Chinese leaders will be invited to attend the Queen's lying-in-state, the UK Parliament has now confirmed.
This is despite some MPs saying they were assured this week by the Commons Speaker that a Chinese delegation would not be welcome in Westminster Hall, sources told the BBC.
China's ambassador to the UK is barred from Parliament over Chinese sanctions on five MPs and two peers.
That ban will stay in place but will not be extended to other officials.
The BBC said it understood the Chinese delegation would be banned from Westminster Hall, after following up the story first reported on the Politico website.
Some MPs sanctioned by China then indicated that they had been assured by the Commons Speaker that a Chinese delegation would not be given access to Westminster Hall.

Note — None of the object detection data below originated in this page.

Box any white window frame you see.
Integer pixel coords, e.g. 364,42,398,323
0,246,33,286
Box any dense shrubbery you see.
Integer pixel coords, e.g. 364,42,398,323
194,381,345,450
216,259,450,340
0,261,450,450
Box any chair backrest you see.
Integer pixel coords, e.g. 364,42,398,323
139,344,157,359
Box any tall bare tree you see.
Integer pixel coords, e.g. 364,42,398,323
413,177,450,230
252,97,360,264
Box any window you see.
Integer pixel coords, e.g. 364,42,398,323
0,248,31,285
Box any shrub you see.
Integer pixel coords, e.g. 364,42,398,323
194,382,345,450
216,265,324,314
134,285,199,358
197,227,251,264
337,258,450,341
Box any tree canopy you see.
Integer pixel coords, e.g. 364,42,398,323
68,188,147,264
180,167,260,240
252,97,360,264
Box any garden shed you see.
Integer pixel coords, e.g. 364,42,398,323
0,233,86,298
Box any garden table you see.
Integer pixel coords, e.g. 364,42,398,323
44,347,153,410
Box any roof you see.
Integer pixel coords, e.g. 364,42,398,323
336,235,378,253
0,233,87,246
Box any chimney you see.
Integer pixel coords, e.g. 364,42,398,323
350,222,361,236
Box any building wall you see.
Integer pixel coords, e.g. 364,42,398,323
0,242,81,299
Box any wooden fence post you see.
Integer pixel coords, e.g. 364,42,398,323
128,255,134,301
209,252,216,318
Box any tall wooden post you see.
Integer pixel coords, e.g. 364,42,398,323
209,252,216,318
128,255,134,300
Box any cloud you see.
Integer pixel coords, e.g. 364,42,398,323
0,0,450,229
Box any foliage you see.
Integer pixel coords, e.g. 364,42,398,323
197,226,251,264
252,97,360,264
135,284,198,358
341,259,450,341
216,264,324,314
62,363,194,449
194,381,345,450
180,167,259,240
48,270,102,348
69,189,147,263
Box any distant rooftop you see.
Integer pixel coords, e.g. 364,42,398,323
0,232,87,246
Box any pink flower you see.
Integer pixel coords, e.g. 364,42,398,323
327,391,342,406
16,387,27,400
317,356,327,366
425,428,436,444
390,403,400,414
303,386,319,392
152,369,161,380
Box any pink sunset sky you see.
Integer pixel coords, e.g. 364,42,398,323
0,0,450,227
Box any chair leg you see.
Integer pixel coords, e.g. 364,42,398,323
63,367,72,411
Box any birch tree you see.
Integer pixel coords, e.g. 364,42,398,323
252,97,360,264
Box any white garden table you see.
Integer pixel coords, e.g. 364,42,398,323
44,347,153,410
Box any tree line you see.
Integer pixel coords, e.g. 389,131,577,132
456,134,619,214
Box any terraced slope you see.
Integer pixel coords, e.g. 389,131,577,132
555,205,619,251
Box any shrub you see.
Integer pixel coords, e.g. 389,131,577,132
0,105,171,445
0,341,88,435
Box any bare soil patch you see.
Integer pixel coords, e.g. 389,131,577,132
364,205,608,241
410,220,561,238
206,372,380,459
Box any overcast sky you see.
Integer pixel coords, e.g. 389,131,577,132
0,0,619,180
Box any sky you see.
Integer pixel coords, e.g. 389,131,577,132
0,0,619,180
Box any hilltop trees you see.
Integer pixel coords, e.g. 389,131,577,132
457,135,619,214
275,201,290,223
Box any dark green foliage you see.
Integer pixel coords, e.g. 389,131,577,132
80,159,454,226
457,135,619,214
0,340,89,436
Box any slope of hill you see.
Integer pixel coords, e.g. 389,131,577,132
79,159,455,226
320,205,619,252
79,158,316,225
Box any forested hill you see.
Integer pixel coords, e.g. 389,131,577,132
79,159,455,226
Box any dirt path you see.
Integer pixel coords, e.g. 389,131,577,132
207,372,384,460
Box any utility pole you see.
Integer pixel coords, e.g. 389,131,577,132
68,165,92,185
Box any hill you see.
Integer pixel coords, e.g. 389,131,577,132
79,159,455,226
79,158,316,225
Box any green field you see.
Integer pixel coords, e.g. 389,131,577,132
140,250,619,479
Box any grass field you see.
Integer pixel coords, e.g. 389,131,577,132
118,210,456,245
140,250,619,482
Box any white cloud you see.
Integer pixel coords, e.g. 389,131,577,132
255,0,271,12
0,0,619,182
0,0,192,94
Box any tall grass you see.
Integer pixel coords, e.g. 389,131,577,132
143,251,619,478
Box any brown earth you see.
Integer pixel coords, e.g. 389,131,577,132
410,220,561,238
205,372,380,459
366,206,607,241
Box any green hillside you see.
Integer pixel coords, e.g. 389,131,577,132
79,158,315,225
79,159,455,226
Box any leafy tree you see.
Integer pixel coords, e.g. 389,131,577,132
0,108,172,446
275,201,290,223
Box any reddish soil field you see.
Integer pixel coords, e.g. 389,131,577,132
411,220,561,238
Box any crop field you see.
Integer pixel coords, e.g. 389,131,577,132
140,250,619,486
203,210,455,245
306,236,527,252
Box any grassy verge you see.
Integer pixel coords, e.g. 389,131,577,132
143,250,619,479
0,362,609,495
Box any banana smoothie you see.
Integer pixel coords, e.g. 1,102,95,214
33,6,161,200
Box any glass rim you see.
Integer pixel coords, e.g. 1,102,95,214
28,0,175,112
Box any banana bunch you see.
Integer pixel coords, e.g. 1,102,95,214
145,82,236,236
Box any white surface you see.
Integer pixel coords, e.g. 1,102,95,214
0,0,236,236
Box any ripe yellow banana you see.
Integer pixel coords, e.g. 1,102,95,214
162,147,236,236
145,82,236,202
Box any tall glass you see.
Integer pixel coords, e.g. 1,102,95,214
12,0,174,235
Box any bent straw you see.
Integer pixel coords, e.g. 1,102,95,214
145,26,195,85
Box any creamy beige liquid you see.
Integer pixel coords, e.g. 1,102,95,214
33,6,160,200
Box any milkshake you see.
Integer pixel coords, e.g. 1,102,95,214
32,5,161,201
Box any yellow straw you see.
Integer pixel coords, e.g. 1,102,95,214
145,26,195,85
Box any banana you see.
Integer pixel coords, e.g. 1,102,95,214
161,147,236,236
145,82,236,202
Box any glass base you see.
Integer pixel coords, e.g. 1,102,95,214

On Friday, Sir Iain Duncan Smith, believing the ambassadorial ban had been extended to all representatives of the Chinese state, said he would like to "applaud" Speaker Sir Lindsay Hoyle.
"He's standing firm, and I think the government should have stood firm as well," he told BBC News.
Sir Ian was one of five MPs placed under Chinese sanctions last year for accusing Beijing of mistreating Uyghur Muslims.
Sir Iain and other senior parliamentarians have been urging Foreign Secretary James Cleverly to withdraw the invitation extended to the Chinese government to attend the Queen's funeral.
Asked if the Chinese delegation would in fact be banned from Westminster Hall, a Parliamentary spokesperson said: "The head of states (or their representatives) who have been invited to attend the state funeral in Westminster Abbey are also invited to attend the lying-in-state in Westminster Hall."
Sir Lindsay has declined to comment on access to Westminster Hall, telling the BBC on Friday: "It's better I don't comment because everything has security implications. It would be wrong of me to do so."
Control of Westminster Hall is shared between the Lord Great Chamberlain - who is appointed by the monarch - and the speakers of both the Commons and the Lords.
It is not the sole jurisdiction of the Commons Speaker, particularly when Buckingham Palace and the Foreign, Commonwealth and Development Office are involved, as they are during major state occasions.
Last year, China imposed travel bans and asset freezes on nine Britons - including the seven parliamentarians.
That led to China's ambassador being banned from Parliament by Sir Lindsay and House of Lords Speaker Lord McFall.
Queen Elizabeth will lie in state in Westminster Hall until she is buried on Monday.
According to convention, all countries with which the UK has diplomatic relations should be invited to state funerals.
Syria, Venezuela, Afghanistan, Myanmar, Russia and Belarus have not been invited - whilst Iran, North Korea and Nicaragua have been asked to only send a senior diplomat.
China's President Xi Jinping is on the guest list for the funeral ceremony but is not thought likely to attend.
A Chinese foreign ministry spokeswoman said on Friday that no decision had been made on whether they will be sending a delegation, although press reports have suggested China's vice president will attend.